Native to Chesapeake Bay
- Family - Potamogetonaceae
- Distribution - Sago pondweed is widely distributed in
the United States, South America, Europe, Africa and Japan. In Chesapeake Bay,
sago pondweed is widespread growing in fresh non-tidal to moderately brackish
waters. It can tolerate high alkalinity and grows on silty-muddy sediments. It
tolerates strong currents and wave action better than most bay grasses because of its
long rhizomes and runners.
- Recognition - Thread-like leaves are 3 to 10 cm (1 ¼ in
to 4 in) long, and 0.5 to 2 mm (1/32 in to 1/16 in) wide, and taper to a point.
The basal sheath of leaves sometimes has a pointed tip or bayonet that aids in
identification when plants are not in flower. Seeds form in terminal clusters.
Stems are slender, and abundantly branched so that bushy leaf clusters fan out
at the water surface. Roots have slender rhizomes, and are long and straight.
- Ecological Significance - Sago pondweed is widespread
throughout the United States and is considered one of the most valuable food
sources for waterfowl in North America. Its highly nutrient seeds and tubers, as
well as leaves, stems and roots, are consumed by numerous species of ducks,
geese, swans and marsh and shorebirds.
- Similar Species -
(Zanichellia palustris) and
widgeon grass (Ruppia
maritima) have a very similar appearance to sago pondweed and are difficult
to identify without fruits. Sago pondweed has alternately arranged leaves, but
horned pondweed has oppositely arranged or whorled leaves. The leaves of widgeon
grass are also alternately arranged but are not in bushy clusters like those of
sago pondweed. The seeds are also distinctly different among the three species.
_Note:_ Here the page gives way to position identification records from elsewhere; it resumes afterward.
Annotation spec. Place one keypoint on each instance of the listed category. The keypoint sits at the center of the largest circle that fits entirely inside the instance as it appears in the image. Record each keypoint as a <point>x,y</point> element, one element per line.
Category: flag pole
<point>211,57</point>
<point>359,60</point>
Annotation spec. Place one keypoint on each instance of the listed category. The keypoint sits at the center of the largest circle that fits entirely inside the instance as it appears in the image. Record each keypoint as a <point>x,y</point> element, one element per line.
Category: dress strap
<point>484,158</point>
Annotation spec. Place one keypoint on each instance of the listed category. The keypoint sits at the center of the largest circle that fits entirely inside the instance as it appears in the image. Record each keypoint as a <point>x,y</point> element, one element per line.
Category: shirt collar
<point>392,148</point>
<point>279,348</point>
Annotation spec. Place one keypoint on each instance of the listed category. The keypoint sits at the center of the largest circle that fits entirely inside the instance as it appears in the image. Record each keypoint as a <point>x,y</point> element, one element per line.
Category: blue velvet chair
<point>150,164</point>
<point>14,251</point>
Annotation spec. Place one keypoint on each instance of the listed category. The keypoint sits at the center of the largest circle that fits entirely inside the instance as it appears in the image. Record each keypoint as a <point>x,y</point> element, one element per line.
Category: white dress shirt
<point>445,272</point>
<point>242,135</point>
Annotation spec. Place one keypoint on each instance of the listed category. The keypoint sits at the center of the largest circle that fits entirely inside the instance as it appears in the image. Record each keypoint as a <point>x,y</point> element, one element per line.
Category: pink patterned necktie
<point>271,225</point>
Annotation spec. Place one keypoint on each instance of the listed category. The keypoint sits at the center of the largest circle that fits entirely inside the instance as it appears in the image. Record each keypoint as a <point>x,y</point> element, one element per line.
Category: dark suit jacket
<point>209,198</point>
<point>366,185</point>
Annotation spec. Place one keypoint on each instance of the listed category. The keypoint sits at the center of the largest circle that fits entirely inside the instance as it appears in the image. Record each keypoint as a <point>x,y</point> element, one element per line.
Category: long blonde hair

Sago pondweed seeds are in terminal clusters. Wideon grass has single seed pods
that form at the base of fan-shaped clusters of short stalks, and horned
pondweed seeds occur in groups of 2-4, are horn-shaped pairs and form in the
- Reproduction - Reproduction is by seed formation and asexual reproduction. Sexual reproduction occurs during early summer by formation of a
spike of perfect flowers that appear like beads on the slender stalk. Flowers
release pollen that floats on the water surface, resulting in fertilization.
Developing seeds remain on the rachis of the spike until autumn when they are
dispersed into the water. The germination rate is low, however, and asexual
reproduction is more significant. Asexual reproduction is by two kinds of
starchy tubers: 1) tubers produced at ends of underground rhizomes and runners,
or 2) another tuber that forms in leaf axils and at end of leaf shoots; these
later sink to the substrate. Both kinds of tubers grow singularly or in pairs,
and can form plants later in spring.